Each justice is required to file a financial disclosure every year by May 15 with the Administrative Office of the U.S. Courts, which typically makes the forms available each June to members of the public who request them. The regulations governing the disclosures allow the justices to obtain up to 90 additional days to file. Alito has used this extension in each of the past three years, and he was the only justice to do so in two of those years.
The watchdog group Fix the Court first published Alito’s disclosure on Saturday.
In January 2021, Alito co-taught a three-day seminar on constitutional interpretation at Regent University Law School, a law school based in Virginia Beach that touts its faculty, “exceptional academic program,” and “Christ-centered mission.” Regent University was founded by televangelist Pat Robertson; the law school, whose website describes Alito as a “senior lecturing fellow,” paid Alito $9,000 in 2021.
Alito is billed as a “visiting professor of law” at Duke University’s law school, which paid him $15,000. One press release by Duke indicated that Alito has taught at the law school since 2009. He co-teaches a week-long seminar on constitutional interpretation there, as well as a course for judges.
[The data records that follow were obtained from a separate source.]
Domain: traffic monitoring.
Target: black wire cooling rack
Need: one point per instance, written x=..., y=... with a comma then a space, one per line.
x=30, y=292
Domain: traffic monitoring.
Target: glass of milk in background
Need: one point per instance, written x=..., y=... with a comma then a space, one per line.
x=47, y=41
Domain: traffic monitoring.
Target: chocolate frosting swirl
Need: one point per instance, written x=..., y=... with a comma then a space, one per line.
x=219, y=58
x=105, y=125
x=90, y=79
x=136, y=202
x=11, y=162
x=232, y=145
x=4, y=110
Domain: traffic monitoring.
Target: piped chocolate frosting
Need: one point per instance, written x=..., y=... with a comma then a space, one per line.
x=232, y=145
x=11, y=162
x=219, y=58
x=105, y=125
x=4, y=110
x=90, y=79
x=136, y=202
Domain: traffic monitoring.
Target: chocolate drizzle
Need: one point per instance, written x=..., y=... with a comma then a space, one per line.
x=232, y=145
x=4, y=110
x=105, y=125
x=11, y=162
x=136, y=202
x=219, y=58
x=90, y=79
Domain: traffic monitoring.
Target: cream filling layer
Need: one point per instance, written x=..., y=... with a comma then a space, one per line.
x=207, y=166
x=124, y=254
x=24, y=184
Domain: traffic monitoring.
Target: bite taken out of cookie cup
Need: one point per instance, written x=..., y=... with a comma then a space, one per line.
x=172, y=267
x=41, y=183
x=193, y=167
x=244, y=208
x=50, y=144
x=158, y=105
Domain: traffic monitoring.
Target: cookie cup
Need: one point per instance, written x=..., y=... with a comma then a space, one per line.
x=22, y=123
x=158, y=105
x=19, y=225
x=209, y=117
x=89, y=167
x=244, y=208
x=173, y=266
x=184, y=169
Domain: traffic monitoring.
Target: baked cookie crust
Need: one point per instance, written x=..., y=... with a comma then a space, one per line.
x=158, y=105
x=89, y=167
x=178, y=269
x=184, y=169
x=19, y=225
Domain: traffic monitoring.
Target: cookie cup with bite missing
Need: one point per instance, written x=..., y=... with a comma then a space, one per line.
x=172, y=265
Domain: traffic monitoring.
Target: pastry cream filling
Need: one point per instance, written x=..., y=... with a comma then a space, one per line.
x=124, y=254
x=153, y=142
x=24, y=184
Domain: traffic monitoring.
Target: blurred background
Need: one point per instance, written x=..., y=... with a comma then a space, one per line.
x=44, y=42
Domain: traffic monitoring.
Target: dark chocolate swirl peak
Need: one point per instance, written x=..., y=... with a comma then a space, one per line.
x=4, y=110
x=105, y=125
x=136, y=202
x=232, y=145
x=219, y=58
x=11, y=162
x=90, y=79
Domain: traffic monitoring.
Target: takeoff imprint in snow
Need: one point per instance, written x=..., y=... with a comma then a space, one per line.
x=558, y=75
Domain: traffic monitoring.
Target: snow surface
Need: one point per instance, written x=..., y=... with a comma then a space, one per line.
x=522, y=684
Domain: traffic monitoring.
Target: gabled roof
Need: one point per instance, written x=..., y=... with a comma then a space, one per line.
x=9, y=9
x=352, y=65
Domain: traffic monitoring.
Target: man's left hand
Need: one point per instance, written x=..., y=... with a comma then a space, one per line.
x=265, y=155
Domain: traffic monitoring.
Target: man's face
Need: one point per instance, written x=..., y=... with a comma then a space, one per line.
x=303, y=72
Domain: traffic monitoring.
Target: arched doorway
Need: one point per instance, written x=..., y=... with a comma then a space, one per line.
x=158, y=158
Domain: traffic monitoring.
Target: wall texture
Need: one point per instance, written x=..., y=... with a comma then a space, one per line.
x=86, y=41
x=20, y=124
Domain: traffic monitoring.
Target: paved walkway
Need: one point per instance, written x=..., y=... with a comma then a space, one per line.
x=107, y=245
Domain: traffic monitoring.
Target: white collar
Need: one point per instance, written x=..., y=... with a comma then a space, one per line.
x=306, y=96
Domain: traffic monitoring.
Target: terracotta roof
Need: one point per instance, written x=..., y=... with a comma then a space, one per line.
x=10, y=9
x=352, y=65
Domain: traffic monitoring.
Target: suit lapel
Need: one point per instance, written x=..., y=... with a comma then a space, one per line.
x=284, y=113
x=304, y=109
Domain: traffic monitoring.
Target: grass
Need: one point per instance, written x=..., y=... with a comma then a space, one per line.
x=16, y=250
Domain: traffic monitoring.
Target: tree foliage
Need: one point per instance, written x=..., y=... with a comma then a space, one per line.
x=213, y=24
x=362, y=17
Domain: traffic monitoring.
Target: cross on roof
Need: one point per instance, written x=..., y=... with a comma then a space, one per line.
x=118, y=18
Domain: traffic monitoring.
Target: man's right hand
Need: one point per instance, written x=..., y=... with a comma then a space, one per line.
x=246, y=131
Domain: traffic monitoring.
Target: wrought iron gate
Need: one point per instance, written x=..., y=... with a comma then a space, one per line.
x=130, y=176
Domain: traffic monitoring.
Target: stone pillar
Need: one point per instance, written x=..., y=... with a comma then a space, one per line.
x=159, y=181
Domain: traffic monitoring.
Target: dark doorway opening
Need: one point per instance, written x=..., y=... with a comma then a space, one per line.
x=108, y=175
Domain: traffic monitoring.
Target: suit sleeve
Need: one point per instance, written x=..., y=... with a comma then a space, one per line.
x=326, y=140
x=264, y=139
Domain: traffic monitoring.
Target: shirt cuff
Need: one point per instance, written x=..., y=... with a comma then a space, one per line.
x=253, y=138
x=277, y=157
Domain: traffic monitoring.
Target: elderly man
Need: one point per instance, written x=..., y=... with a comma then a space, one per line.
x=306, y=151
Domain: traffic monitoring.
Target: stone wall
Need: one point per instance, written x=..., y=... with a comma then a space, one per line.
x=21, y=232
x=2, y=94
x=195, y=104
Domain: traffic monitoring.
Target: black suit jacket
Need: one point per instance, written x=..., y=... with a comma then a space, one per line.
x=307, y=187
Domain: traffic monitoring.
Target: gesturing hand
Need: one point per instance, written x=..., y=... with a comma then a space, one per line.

Alito was reimbursed for travel expenses relating to his appearances at two Catholic institutions. In September 2021, Alito visited Notre Dame’s law school, where he gave a speech criticizing complaints about the court’s emergency docket, sometimes nicknamed the “shadow docket.” The use of the term “shadow docket,” Alito suggested, was part of a narrative that “feeds unprecedented efforts to intimidate the court or damage it as an institution.”
In October 2021, Alito traveled to Beverly Hills, California, to speak at the 50th anniversary gala for St. Thomas Aquinas College, which has campuses outside Los Angeles and in Massachusetts. According to a news release by the college, Alito told the audience of more than 600 that “[f]or more than 50 years, Thomas Aquinas College has been on a quest for truth.”
Alito also was the keynote speaker at a celebration of the 10th anniversary of the Center for Law and Religion at St. John’s University Law School. Speaking at a private club in New York City in November 2021, Alito – according to a press release by the center, which provided Alito’s meal – “spoke generally about the value of religious freedom and praised the work of the Center’s directors.”
Alito’s disclosure indicated that he continues to own mutual funds and a wide range of blue-chip stocks, including 3M Co., Abbott Laboratories, Boeing, Caterpillar, Dow, DuPont De Nemours, Johnson & Johnson, Procter & Gamble and Raytheon. As Gabe Roth, founder of Fix the Court, observed last week, Alito is one of only two justices on the court who own stocks. He owned 28 at the end of 2021, compared with four for Chief Justice John Roberts. Alito sold his Boeing stocks, Roth noted, in August 2021 to allow him to participate in a case involving Boeing. When it became clear that the case would be dismissed, Alito once again bought stock in Boeing.
Alito’s disclosure, like those of his colleagues earlier this year, was released by the Administrative Office on individual thumb drives, in response to requests from members of the media and groups like Fix the Court. In May, President Joe Biden signed legislation that will require the Administrative Office to post the justices’ disclosures online, as well as require the justices themselves to report large stock transactions within 45 days.
Correction (Sept. 9, 11 a.m.): An earlier version of this article incorrectly suggested that three Catholic educational institutions reimbursed Alito for travel expenses. Two institutions (Notre Dame and St. Thomas Aquinas College) reimbursed him for travel expenses. A third (St. John’s University) provided him a free meal.